Bei Usability geht es darum, wie gut ein Benutzer die Funktionalität bzw. die Information nutzen kann, die ein Produkt bzw. eine Anleitung anbietet. Usability wird auch als Gebrauchstauglichkeit oder Benutzerfreundlichkeit bezeichnet. Die Kriterien für eine gute Usability sind Effektivität, Effizienz und Zufriedenstellung (DIN EN ISO 9241-11), die sowohl für technische Produkte als auch für Informationsprodukte gleichermaßen gelten.

Effektivität bezieht sich sowohl auf die vollständige Zielerreichung bei der Produktfunktion wie bei der Informationsaufnahme. Unter Effizienz ist der verhältnismäßige Aufwand des Benutzers zu verstehen, um mit einer Funktion ein Ziel zu erreichen oder eine Anleitung zu finden, aufzunehmen und umzusetzen. Die Zufriedenstellung umfasst die positiven Einstellungen gegenüber der Produkt- und Anleitungsnutzung.

In diesem Buch sind die Kriterien sowie die Grundsätze der Dialoggestaltung wie Aufgabenangemessenheit, Selbstbeschreibungsfähigkeit etc. im normativen Teil erläutert und mit Beispielen getrennt nach Produkt und Anleitung beschrieben (Kapitel 3.5.2 „Gestaltung von Software und Systemen“).

Multimodale Attraktivität

Nach Krömker stellt die visuelle Attraktivität eine weitere von Utility und Usability zu unterscheidende Produkteigenschaft dar, die sich auf die User Experience auswirkt.42 Die Beschränkung bei Krömker auf die rein visuelle Sinneswahrnehmung wird hier erweitert. Sie umfasst alle Modalitäten (siehe auch DIN EN ISO 9241-112), das heißt, die visuelle, akustische und taktil/haptische Art der Ein- und Ausgaben bei der Mensch-Maschine-Interaktion.
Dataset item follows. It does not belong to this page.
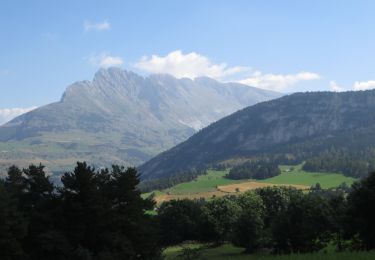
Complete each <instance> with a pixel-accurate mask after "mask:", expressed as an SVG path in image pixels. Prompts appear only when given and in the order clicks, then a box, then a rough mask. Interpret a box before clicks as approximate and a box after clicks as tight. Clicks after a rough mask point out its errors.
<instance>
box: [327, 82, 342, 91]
mask: <svg viewBox="0 0 375 260" xmlns="http://www.w3.org/2000/svg"><path fill="white" fill-rule="evenodd" d="M329 89H330V90H331V91H334V92H342V91H345V89H344V88H343V87H341V86H339V85H338V84H337V83H336V81H334V80H331V81H330V82H329Z"/></svg>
Die Wahrnehmung kann visuell über die Augen, auditiv über die Ohren, aber auch haptisch über die Haut erfolgen. Eine 3D-Animation ist visuell anschaulich, eine Höranleitung ist auditiv prägnant verfolgbar. Produktoberflächen können durch vielfältige Bearbeitungsmethoden haptisch ansprechend gestaltet werden. Die multimodale Attraktivität wird hier also auf...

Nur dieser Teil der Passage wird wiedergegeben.